No relatório de 884 páginas da Polícia Federal enviado pelo STF à Procuradoria-Geral da República (PGR), em que aparecem 37 indiciados, Braga Netto, que foi ministro da Defesa de Bolsonaro e candidato a vice na chapa do ex-presidente em 2022, é apontado como um dos articuladores do suposto plano. O general teria desempenhando “papel de liderança, organização e financiamento”, entre eles uma reunião realizada em sua casa no dia 12 de novembro de 2022 para tratar do assunto, segundo os investigadores.

Braga Netto vem reforçando que nunca fez reuniões em sua casa ou participou de atos que pudessem levar a um golpe de Estado. O general é citado no relatório quase 90 vezes.

Segundo a PF, agro e deputados teriam feito pressão por suposto golpe

No mesmo relatório, a PF aponta que uma conversa interceptada no celular de Mauro Cid indicaria uma suposta pressão vinda de diferentes setores, para que o suposto golpe de Estado acontecesse.

“O presidente [Bolsonaro] tem recebido várias pressões para tomar uma medida mais, mais pesada onde ele vai, obviamente, utilizando as forças, né? Mas ele sabe, ele ainda continua com aquela ideia que ele saiu da última reunião, mas a pressão que ele recebe é de todo mundo. Ele está… É cara do agro. São alguns deputados, né? É né… Então é a pressão que ele tem recebido é muito grande”, diz trecho apontado pela PF como conversa de Mauro Cid com outros interlocutores.
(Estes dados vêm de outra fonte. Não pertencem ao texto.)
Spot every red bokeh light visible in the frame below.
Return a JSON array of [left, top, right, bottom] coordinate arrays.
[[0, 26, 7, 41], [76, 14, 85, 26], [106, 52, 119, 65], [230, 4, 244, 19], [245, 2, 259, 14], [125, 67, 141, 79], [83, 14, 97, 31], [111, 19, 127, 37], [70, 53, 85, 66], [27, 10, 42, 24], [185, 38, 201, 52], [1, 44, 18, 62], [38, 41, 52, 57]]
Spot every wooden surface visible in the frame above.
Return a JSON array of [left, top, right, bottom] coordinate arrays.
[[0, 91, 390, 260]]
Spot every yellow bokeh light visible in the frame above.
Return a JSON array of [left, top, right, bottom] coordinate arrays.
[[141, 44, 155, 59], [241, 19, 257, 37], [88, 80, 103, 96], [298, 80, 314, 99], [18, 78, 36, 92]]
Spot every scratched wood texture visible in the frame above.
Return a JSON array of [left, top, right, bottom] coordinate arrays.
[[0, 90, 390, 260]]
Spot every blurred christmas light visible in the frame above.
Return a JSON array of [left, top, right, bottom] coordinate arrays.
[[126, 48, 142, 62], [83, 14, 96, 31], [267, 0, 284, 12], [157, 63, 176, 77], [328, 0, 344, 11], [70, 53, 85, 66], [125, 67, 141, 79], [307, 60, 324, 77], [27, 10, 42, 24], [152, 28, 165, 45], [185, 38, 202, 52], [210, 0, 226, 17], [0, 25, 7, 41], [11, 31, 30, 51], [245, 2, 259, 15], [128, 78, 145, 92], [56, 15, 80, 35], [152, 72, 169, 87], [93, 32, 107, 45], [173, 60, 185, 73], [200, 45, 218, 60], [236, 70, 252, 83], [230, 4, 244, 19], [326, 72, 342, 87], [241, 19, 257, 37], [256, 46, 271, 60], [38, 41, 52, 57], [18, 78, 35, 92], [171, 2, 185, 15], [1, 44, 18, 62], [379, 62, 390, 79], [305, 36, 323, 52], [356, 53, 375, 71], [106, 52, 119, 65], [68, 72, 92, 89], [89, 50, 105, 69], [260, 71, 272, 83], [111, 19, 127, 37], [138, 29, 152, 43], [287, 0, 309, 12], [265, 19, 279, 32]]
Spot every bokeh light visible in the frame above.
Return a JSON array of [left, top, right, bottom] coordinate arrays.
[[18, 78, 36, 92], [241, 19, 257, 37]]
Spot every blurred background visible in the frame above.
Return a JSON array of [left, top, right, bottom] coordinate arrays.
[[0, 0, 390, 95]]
Já a Frente Parlamentar da Agropecuária (FPA) destacou a necessidade de urgência das investigações e disse que “ações isoladas” não podem “comprometer a imagem de um setor econômico composto por mais de seis milhões de produtores”. A bancada do agro no Congresso conta com 340 deputados e senadores e defende que as investigações ocorram de forma legal, transparente, equilibrada e em “estrita observância ao que determina a Constituição”.

“Defende-se que os responsáveis sejam identificados e punidos com o máximo rigor da lei, independentemente da atividade econômica de eventuais envolvidos”, reforça a manifestação da bancada.

Além das investigações da PF, a Agência Brasileira de Inteligência (Abin) também indicou uma suposta participação de pessoas ligadas ao agronegócio – produtores e empresários – no financiamento de acampamentos em frente a quartéis generais pelo Brasil, no pagamento de transporte de diversas regiões do país rumo a Brasília, e ainda para o bloqueio de rodovias em parceria com caminhoneiros em pelo menos quatro estados, em novembro de 2022, para questionar os resultados das urnas. Segundo a Abin, esse grupo foi chamado de Movimento Brasil Verde e Amarelo (MBVA).

O deputado federal Bibo Nunes (PL-RS) disse em um vídeo publicado nas suas redes sociais que não há nenhuma comprovação de que houve tentativa de golpe de Estado.

“Tentativa, de fato, foi o que ocorreu com Bolsonaro e Trump, que sofreram reais atentados contra suas vidas”, ao se referir à facada contra Bolsonaro em setembro de 2018 e ao atentado a tiros contra Trump nas eleições deste ano nos Estados Unidos.

“Outro ponto grave é a postura do ministro Alexandre de Moraes, que atua simultaneamente como vítima e juiz no caso, evidenciando uma flagrante incompetência jurídica”. Para o deputado, tratam-se de “falácias e narrativas criativas que não provam nada”. “Exigimos a verdade”, afirmou o parlamentar.